Com três páginas, a declaração de estado de sítio encontrada foi escrita como uma espécie de apresentação de argumentos que justificariam uma ruptura institucional. No documento, encontrado no celular do tenente-coronel Mauro Cid, ex-ajudante de ordens de Jair Bolsonaro, o autor do texto cita diversas referências, que vão de juristas a filósofos.
As citações estão concentradas em um parágrafo, logo após a apresentação de exemplos sobre supostos abusos dos Tribunais Superiores. No texto, o autor aponta que essas decisões são ilegítimas, ainda que sejam “aparentemente legais e/ou supostamente constitucionais” e que colocariam em evidência a necessidade de restauração da segurança jurídica e de defesa às liberdades em nosso país.
Entre as ideias que justificariam isso, segundo o autor, estariam desde a citação de Aristóteles, filósofo grego da Antiguidade, que defendia “dar a cada um o que é seu”, como definição de justiça e princípio de direito.

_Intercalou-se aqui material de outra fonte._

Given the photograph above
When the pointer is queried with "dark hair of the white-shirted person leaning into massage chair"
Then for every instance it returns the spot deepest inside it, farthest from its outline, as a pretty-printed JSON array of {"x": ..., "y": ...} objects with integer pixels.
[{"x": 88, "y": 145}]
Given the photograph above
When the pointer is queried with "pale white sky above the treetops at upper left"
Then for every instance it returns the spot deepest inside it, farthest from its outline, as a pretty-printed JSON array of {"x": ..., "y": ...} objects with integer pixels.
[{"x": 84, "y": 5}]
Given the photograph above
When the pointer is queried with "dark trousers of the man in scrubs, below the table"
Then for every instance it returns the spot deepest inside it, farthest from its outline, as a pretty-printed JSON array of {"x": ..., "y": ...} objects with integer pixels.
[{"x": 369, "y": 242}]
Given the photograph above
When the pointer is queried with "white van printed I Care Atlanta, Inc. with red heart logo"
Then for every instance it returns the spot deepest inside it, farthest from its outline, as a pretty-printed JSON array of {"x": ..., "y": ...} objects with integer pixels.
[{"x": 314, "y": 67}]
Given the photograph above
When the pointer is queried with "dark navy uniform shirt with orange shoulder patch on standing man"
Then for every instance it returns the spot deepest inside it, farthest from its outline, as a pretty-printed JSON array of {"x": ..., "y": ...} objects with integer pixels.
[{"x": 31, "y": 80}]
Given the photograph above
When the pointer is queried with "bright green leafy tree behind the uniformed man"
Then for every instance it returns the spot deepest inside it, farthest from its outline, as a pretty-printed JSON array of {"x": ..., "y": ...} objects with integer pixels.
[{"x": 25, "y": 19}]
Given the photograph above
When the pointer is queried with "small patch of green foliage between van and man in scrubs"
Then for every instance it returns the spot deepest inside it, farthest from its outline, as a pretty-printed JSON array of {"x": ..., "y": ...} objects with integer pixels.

Outro autor citado pelo autor foi o filósofo católico Tomás de Aquino que, de acordo com o texto, defendia a necessidade de “resistência às leis injustas”. Por fim, o autor cita um jurista alemão, Otto Bachof, que defendeu a possibilidade de controle das normas constitucionais inconstitucionais, e a existência de um direito natural, acima da Constituição e de suas normas.
Essas ideias, aponta o texto, é o que justificariam a legalidade de uma ruptura institucional, para assegurar uma suposta “restauração do Estado Democrático de Direito”.
Segundo o professor da Universidade Federal da Bahia (UFBA), Daniel Tourinho Peres, os argumentos apresentados no texto não se sustentam filosoficamente e, no caso de Tomás de Aquino, está incorreta, já que cita o filósofo como representante do Iluminismo, quando, na verdade, ele viveu durante a Idade Média, período que precedeu o Iluminismo.
— A afirmação de Aristóteles se dá como uma definição de justiça distributiva, não vejo como pode se prestar a justificar um estado de sítio. Já a afirmação de Tomás de Aquino, que de modo algum é um pensador do Iluminismo, é um autor medieval, se coloca no contexto de uma resistência à tirania, não à justificação de um estado de sítio — afirma.